This is Chaplin's 10th film and the fourth and last one that George Nichols directed. Only Mack Sennett directed Chaplin in more movies.
This is also the fourth film where he appears drunk ("Mable's Strange Predicament," "Tango, Tangled," and "His Favorite Pasttime" are the other three). It is the third film that he has Minta Durfee as a love interest ("Making a Living," and Cruel, Cruel Love) and the third film he fights with an enraged Edgar Kennedy ("A Film Johnie" and "Cruel, Cruel Love"). Both Durfee and Kennedy are excellent in their roles.
This is the first film in which Chaplin holds a pie. What is interesting is that nobody gets hit by the pie. Instead Chaplin just sits on it. This indicates that pie throwing in March of 1914 had not yet become a standard device in silent film comedies.

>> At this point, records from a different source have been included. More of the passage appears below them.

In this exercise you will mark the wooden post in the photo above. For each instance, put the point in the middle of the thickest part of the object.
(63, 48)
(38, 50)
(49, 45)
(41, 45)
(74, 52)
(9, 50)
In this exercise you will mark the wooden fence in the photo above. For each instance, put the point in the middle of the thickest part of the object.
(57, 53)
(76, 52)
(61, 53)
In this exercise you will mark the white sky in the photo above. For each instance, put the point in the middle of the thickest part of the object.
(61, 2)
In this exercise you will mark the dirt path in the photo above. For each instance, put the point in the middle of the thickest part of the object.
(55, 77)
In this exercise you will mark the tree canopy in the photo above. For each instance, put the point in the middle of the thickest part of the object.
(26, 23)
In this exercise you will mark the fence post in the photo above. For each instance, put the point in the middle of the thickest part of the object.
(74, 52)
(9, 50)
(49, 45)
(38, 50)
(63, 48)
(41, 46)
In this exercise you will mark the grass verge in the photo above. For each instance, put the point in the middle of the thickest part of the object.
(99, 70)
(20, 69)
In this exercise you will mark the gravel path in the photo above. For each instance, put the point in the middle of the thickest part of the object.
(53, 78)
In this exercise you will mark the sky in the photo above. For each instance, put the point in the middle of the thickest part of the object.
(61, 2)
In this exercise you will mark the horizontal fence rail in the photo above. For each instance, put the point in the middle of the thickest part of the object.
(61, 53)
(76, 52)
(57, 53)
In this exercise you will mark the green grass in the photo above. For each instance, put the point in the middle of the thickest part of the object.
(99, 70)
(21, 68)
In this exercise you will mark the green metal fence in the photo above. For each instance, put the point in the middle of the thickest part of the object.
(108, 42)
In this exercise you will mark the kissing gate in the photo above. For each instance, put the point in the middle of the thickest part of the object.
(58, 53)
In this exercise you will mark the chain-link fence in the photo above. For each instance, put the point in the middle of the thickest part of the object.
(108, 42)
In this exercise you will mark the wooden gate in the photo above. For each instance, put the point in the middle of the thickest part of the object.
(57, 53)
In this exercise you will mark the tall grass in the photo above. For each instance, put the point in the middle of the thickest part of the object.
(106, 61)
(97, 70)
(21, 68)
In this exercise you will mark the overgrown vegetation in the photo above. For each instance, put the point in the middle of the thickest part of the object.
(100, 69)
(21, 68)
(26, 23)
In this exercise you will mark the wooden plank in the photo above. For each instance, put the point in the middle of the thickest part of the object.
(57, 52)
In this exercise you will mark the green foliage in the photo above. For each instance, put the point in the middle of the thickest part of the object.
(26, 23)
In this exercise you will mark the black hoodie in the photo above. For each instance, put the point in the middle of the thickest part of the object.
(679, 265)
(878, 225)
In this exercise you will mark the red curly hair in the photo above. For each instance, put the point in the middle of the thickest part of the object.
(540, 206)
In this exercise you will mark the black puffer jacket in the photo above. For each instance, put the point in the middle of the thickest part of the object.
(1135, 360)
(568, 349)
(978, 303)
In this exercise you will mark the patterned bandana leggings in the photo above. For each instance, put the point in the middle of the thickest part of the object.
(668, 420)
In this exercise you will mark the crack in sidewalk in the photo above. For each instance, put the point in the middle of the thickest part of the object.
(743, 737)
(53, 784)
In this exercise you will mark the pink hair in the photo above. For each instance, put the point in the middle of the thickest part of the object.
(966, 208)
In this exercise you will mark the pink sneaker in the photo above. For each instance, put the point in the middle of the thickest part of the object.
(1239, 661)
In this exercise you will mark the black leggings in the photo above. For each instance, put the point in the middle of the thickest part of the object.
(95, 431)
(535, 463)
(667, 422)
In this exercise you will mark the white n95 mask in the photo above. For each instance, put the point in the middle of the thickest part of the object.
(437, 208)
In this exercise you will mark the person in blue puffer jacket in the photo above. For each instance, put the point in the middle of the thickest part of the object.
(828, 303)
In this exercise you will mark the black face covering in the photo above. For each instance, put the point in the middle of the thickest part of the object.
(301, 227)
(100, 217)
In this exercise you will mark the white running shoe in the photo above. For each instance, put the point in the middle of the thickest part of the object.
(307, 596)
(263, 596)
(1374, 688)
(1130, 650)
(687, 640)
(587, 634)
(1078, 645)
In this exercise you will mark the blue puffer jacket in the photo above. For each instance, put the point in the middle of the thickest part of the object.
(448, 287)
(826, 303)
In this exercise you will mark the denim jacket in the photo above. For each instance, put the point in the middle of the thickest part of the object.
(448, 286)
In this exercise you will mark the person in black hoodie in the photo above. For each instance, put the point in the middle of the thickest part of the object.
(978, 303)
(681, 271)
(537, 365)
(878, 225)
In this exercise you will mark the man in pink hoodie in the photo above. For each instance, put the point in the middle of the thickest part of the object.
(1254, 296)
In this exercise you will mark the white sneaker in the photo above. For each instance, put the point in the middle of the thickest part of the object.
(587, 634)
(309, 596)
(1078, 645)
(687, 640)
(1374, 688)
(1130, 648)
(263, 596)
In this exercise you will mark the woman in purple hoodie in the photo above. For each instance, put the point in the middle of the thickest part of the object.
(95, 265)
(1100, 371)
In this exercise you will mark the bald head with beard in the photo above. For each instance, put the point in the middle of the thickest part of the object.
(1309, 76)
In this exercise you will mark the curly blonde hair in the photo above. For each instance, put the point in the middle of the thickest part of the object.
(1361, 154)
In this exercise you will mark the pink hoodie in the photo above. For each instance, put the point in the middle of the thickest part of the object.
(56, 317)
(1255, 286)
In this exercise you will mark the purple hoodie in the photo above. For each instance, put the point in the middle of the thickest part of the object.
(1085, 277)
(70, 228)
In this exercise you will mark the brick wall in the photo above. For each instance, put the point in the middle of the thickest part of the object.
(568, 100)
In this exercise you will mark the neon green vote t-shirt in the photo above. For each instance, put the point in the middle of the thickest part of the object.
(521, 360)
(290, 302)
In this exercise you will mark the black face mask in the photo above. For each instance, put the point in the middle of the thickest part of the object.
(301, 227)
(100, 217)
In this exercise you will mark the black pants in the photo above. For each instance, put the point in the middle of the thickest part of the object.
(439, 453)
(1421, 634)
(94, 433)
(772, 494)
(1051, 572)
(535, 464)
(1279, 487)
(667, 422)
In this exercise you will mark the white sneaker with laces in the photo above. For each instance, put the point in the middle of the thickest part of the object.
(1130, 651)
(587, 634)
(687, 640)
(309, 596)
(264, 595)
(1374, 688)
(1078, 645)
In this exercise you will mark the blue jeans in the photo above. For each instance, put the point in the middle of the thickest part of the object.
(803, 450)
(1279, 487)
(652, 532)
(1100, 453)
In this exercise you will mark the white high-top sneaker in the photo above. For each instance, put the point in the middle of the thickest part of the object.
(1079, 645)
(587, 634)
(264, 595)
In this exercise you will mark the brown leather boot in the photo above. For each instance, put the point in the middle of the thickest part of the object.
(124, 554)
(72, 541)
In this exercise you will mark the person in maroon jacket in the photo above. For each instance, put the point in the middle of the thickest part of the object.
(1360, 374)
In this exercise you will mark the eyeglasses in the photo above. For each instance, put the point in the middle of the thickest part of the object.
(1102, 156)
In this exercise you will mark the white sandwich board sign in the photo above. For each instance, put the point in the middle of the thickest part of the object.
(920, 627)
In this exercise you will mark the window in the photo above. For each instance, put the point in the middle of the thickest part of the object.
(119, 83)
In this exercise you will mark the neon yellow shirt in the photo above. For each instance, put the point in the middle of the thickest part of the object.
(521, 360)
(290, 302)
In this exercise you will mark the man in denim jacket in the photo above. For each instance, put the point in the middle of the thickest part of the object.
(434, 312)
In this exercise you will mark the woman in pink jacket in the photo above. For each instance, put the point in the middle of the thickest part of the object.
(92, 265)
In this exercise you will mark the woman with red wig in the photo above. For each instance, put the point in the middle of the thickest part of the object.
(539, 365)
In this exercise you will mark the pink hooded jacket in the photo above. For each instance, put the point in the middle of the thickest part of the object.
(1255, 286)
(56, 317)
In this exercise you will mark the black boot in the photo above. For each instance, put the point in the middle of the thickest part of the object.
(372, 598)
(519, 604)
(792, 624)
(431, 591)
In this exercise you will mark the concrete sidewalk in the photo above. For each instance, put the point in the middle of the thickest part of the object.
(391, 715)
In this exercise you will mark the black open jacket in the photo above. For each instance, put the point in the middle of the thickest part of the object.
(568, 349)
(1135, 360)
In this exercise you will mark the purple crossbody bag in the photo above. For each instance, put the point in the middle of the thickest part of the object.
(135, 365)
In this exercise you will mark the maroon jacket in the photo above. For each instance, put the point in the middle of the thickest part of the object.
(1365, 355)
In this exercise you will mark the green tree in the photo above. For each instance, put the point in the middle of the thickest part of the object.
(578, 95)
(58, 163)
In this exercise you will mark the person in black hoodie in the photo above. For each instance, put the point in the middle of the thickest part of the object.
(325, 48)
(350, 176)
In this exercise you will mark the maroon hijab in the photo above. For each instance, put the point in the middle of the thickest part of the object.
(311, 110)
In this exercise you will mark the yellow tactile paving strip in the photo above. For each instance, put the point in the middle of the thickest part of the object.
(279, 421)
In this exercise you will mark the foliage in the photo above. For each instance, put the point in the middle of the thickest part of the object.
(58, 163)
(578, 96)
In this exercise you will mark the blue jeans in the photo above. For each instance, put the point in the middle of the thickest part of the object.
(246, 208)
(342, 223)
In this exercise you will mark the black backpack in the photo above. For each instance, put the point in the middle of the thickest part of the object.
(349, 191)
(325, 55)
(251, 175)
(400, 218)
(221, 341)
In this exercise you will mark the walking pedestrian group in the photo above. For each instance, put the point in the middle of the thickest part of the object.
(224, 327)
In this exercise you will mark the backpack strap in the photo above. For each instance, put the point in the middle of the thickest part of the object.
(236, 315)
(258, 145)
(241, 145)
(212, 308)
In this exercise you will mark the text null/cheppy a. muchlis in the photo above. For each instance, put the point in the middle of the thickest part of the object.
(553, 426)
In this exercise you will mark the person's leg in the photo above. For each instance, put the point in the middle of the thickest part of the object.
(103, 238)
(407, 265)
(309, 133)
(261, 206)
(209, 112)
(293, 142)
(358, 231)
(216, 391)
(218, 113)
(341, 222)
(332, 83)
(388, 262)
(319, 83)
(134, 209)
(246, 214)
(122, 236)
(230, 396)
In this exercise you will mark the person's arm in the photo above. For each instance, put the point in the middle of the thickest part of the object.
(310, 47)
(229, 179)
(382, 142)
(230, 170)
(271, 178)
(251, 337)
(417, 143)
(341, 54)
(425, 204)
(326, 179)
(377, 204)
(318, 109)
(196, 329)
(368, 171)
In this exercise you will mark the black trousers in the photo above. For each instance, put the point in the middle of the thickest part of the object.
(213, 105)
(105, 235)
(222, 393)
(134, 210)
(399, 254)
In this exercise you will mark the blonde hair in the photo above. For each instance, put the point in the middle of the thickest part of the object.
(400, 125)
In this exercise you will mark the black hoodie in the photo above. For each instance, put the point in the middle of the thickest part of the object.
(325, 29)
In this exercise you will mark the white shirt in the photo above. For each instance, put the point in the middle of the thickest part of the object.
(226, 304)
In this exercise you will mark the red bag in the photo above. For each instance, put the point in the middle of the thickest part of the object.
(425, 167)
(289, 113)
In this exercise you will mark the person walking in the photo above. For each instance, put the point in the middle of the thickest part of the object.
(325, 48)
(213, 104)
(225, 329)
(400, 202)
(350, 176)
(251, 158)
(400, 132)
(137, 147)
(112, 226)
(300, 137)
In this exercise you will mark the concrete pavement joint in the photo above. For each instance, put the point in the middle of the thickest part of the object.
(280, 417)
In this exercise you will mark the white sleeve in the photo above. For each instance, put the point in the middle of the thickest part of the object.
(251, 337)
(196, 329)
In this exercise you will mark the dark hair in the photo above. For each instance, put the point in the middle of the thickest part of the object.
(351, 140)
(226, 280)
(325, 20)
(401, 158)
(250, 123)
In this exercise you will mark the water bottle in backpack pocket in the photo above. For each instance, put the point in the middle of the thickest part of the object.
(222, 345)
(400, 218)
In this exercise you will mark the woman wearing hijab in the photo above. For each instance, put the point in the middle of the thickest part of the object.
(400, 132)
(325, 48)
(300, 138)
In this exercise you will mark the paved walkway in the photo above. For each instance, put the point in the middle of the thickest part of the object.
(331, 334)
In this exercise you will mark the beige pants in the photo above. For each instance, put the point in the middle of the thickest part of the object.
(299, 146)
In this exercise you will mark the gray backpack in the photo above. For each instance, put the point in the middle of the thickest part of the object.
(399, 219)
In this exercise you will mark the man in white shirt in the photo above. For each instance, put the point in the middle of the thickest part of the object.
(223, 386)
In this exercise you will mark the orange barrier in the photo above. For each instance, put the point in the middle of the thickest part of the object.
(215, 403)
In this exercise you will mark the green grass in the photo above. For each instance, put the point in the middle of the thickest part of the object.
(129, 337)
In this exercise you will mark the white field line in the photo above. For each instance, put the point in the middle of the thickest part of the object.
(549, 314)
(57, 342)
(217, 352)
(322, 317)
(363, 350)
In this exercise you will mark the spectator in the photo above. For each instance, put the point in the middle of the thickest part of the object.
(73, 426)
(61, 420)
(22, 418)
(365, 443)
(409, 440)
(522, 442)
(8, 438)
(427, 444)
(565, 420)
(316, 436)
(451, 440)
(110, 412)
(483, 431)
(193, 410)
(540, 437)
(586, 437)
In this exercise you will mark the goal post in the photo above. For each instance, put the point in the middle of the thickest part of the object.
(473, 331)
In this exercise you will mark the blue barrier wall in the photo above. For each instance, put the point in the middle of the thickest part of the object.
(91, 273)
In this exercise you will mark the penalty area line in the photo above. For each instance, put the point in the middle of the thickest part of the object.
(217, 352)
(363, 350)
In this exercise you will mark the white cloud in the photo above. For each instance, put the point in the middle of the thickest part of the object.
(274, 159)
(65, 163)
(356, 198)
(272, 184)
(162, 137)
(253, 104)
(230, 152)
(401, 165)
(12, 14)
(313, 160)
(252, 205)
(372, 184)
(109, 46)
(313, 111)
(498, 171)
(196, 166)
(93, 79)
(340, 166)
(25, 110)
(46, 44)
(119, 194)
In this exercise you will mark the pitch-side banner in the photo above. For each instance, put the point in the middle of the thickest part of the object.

The film does not go for big laughs, but it does have a steady stream of small ones. Especially good is Gordon Griffith as a boy with a big, hysterical laugh who snaps naughty pictures of Durfee and Kennedy with different partners.
The film sets up some nice characters in a rooming house, but it does not go any where. It it is pleasantly more restrained and gentler than most Keystone Films. There is, however, the obligatory raucous ending.
Chaplin had done ten films in about ten weeks at Keystone at this point in time. He would take a small break and the following month come back with the two-reeler "Mable At The Wheel."